Le leader radical Tomislav Nikolić lui succéda dans un tonnerre d’applaudissement. S’en prenant en particulier aux Etats-Unis et à l’Europe, il est revenu sur les évènements des jours précédents : « Les États-Unis et l’Europe ont plongé nos foyers dans la tristesse. Nous avons pleuré pendant deux jours. Le troisième jour, les postes frontières ont été brûlés. Le quatrième jour, les Serbes ont organisé ce rassemblement, le plus grand jamais vu en Serbie ». Chacune de ses phrases trouvait l’approbation d’une foule survoltée qui lançait des « Kosovo je Srbija ! ».
Les assaillants prirent d’assaut l’ambassade américaine, déjà prise pour cible dimanche soir, à coups de pierres, de fumigènes et de tout autre projectile disponible. En l’absence de toute présence policière pendant plus de 30 minutes, les casseurs sont parvenus à arracher les grilles qui protégeaient les fenêtres de l’ambassade, ont forcé la porte d’entrée avant de mettre le feu à tout le bâtiment. Dans le même temps, l’ambassade de Croatie voisine subissait le même sort.
C’est seulement un peu après 19h20 que les forces de police arrivèrent en masse pour disperser la foule à coups de gaz lacrymogène et de matraque. Le croisement autour des bâtiments officiels et de la gare était bouclé et de violents affrontements ont alors éclaté. On recense plus de 100 blessés tandis qu’un assaillant aurait trouvé la mort dans l’incendie de l’ambassade américaine.
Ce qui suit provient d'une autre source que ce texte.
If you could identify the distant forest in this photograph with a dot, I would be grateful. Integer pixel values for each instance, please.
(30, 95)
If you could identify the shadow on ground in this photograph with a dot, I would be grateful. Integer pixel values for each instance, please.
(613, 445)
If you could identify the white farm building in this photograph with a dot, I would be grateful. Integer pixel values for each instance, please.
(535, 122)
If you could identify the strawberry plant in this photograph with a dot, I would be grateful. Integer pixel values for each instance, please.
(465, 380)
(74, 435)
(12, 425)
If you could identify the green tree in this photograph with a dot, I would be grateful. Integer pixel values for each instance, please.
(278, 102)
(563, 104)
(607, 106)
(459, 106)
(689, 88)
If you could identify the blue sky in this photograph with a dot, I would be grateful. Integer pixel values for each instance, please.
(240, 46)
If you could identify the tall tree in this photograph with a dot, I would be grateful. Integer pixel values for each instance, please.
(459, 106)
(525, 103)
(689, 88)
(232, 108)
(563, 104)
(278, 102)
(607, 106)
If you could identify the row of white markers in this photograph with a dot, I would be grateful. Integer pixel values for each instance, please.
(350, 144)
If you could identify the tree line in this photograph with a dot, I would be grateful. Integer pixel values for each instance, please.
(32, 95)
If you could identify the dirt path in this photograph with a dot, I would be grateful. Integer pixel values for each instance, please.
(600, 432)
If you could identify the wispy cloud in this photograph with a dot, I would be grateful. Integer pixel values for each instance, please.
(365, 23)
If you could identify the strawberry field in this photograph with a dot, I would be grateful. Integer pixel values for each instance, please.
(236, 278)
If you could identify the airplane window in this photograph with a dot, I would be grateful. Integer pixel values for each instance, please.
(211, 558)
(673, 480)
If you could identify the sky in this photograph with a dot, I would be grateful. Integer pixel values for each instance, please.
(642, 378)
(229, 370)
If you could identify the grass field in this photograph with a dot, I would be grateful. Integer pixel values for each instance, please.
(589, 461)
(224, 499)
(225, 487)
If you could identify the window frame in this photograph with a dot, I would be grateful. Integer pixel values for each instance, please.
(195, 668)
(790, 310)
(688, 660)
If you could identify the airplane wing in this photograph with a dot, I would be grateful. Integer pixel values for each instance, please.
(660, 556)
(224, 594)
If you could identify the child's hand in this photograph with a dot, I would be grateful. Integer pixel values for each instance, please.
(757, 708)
Déjouant la stratégie de la police, de petits groupes mobiles se sont redirigés vers les rues commerçantes, faisant voler en éclat les vitrines des boutiques ayant « oublié » d’afficher leur soutien à la manifestation en collant une affiche « Kosovo je Srbija ». On assista alors à de véritables scènes de pillage, l’anarchie régnait, aucune présence policière n’était visible.
Les dégâts sont considérables, non seulement sur le plan financier, mais surtout pour l’image de la Serbie dans le monde. Du rassemblement qui s’est voulu pacifique et qui somme toute le fut, on ne retiendra que ces quelques centaines de hooligans qui ont pris prétexte du Kosovo pour casser, piller et faire régner la terreur dans les rues de Belgrade. C’est toute la stratégie de la Serbie dont les leaders avaient choisi de ne se défendre qu’avec des moyens diplomatiques et juridiques qui est ainsi partie en fumée, de cette fumée qui a réduit l’ambassade américaine à un tas de cendres.
On accuse aujourd’hui le Premier ministre Koštunica d’être responsable de ces violences en ayant organisé ce rassemblement, en ayant prononcé un discours aux allures Grand-serbe et surtout en ayant laissé l’ambassade des Etats-Unis et d’autres bâtiments sans protection policière. Celui-ci a aujourd’hui exhorté le peuple serbe à renoncer à la violence, rappelant que seuls les pays ayant reconnu l’indépendance du Kosovo se réjouissent de ces violences qui décrédibilisent le combat de la Serbie.
Une chose est sûre, les relations entre la Serbie et l’UE sont durablement gelées, non seulement à cause de la mission EULEX au Kosovo mais aussi parce que la question européenne ferait tomber le gouvernement. Dans ces conditions, il y a fort à parier que des élections anticipées ouvriraient en grand les portes du gouvernement au Parti radical d’extrême droite. Le parti démocrate de Tadić vient donc de remporter l’élection présidentielle sur une plateforme européenne, mais il en sera la première victime si le sujet vient à être abordé au sein de la coalition. L’impasse est donc totale.